Introduction / Context:
This question involves prime factorisation and the condition for a number to be a perfect square. A perfect square has all prime factors raised to even powers. You are asked to find the smallest positive integer that can divide 2880 so that the quotient becomes a perfect square. This is a common type of question in number theory sections of aptitude tests.

Given Data / Assumptions:

• The given number is 2880.
• We must divide 2880 by a positive integer k so that 2880 / k is a perfect square.
• We seek the smallest such k.

Concept / Approach:
First factor 2880 into prime factors and express it as a product of prime powers. For the quotient to be a perfect square, every prime in its factorisation must have an even exponent. Dividing by k will remove some prime factors from 2880. The strategy is to remove the minimal prime factor power that turns all exponents even. We then check which small option matches that required k.

Step-by-Step Solution:
Factor 2880: start with 2880 = 288 * 10. Factor 288 = 32 * 9 = 2^5 * 3^2. Factor 10 = 2 * 5. So 2880 = 2^5 * 3^2 * 2 * 5 = 2^6 * 3^2 * 5. Write 2880 as 2^6 * 3^2 * 5^1. For a perfect square, the exponents of all primes must be even. Here the exponents of 2 and 3 are 6 and 2, both even, but the exponent of 5 is 1, which is odd. To make all exponents even, we need to remove one factor of 5 by dividing by 5. Then the quotient is (2^6 * 3^2 * 5) / 5 = 2^6 * 3^2. This simplifies to (2^3 * 3)^2 = 24^2, which is a perfect square.

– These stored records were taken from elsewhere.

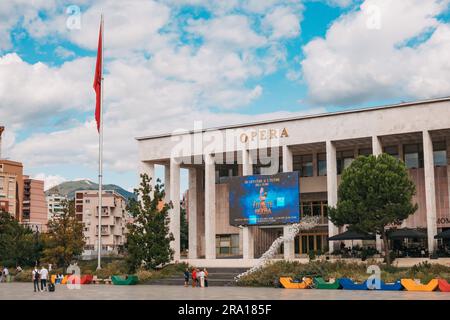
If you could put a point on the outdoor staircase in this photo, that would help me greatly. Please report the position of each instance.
(217, 277)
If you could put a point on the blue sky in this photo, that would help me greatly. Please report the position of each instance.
(170, 63)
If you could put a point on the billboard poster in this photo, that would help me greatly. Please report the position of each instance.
(264, 199)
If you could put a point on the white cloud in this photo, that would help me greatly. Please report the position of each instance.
(49, 180)
(283, 22)
(231, 30)
(340, 3)
(364, 55)
(153, 83)
(64, 53)
(35, 92)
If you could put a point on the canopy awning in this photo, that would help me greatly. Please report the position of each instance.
(406, 233)
(351, 235)
(443, 235)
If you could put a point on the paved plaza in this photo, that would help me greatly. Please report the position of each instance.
(24, 291)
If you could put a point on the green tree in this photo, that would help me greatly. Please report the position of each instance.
(148, 238)
(184, 230)
(374, 192)
(18, 244)
(64, 240)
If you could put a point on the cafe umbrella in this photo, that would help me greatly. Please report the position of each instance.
(351, 235)
(443, 235)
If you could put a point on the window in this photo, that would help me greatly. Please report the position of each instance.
(321, 164)
(225, 171)
(344, 159)
(304, 165)
(314, 208)
(440, 154)
(413, 155)
(392, 150)
(227, 245)
(365, 152)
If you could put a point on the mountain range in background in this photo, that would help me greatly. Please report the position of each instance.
(69, 188)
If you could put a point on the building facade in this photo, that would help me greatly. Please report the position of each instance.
(34, 211)
(319, 147)
(11, 187)
(114, 220)
(54, 205)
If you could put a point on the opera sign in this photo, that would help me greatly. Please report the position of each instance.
(264, 134)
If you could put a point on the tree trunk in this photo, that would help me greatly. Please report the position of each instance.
(387, 255)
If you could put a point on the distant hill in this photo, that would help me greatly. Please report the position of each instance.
(69, 188)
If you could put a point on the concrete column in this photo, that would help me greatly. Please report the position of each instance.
(289, 246)
(377, 149)
(331, 187)
(174, 195)
(192, 223)
(248, 241)
(430, 194)
(210, 207)
(167, 183)
(149, 169)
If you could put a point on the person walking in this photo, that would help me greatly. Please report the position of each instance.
(194, 278)
(35, 277)
(44, 276)
(206, 276)
(5, 274)
(201, 275)
(186, 277)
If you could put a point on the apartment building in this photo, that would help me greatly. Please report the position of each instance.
(34, 211)
(114, 219)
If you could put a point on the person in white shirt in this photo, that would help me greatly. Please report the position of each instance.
(44, 276)
(201, 274)
(6, 274)
(35, 277)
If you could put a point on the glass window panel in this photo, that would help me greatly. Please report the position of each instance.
(306, 209)
(365, 151)
(304, 244)
(235, 240)
(440, 158)
(316, 209)
(319, 242)
(412, 160)
(322, 167)
(311, 243)
(347, 162)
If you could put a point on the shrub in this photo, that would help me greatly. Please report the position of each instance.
(269, 275)
(144, 275)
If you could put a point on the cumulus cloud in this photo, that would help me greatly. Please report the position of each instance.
(283, 22)
(49, 180)
(32, 92)
(384, 50)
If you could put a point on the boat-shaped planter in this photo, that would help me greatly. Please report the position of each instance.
(411, 285)
(396, 286)
(444, 286)
(348, 284)
(289, 283)
(320, 283)
(124, 281)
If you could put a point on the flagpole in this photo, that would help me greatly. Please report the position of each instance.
(100, 161)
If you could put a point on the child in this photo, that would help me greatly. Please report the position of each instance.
(186, 277)
(194, 278)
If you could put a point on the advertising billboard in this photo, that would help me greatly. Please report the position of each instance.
(264, 199)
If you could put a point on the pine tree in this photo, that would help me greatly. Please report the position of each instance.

Verification / Alternative check:
Compute the quotient explicitly: 2880 / 5 = 576. Now check whether 576 is a perfect square. We know 24 * 24 = 576, so 576 is indeed a perfect square. If we tried a smaller divisor, for example 2 or 3, the quotient would still have an odd exponent on one of the prime factors and would not be a perfect square. Thus 5 is the smallest divisor that works.

Why Other Options Are Wrong:

• 2: 2880 / 2 = 1440, whose prime factorisation still includes 5^1, so it is not a perfect square.
• 3: 2880 / 3 = 960, which has 2^6 * 3^1 * 5, with an odd exponent on 3.
• 4: 2880 / 4 = 720, with factorisation 2^4 * 3^2 * 5, still having 5^1.
• 6: 2880 / 6 = 480, with prime factorisation 2^5 * 3^1 * 5, again not all exponents even.

Common Pitfalls:
Some students try to test each option by long division and then guess whether the quotient is a square, which is slow and error prone. Others forget that only the parity (evenness or oddness) of each exponent matters. A systematic approach is to factor the original number, look at exponents of each prime, and then decide which minimal prime powers must be removed or added. This technique applies to both making perfect squares and perfect cubes.

Final Answer:
The smallest number by which 2880 must be divided to obtain a perfect square is 5.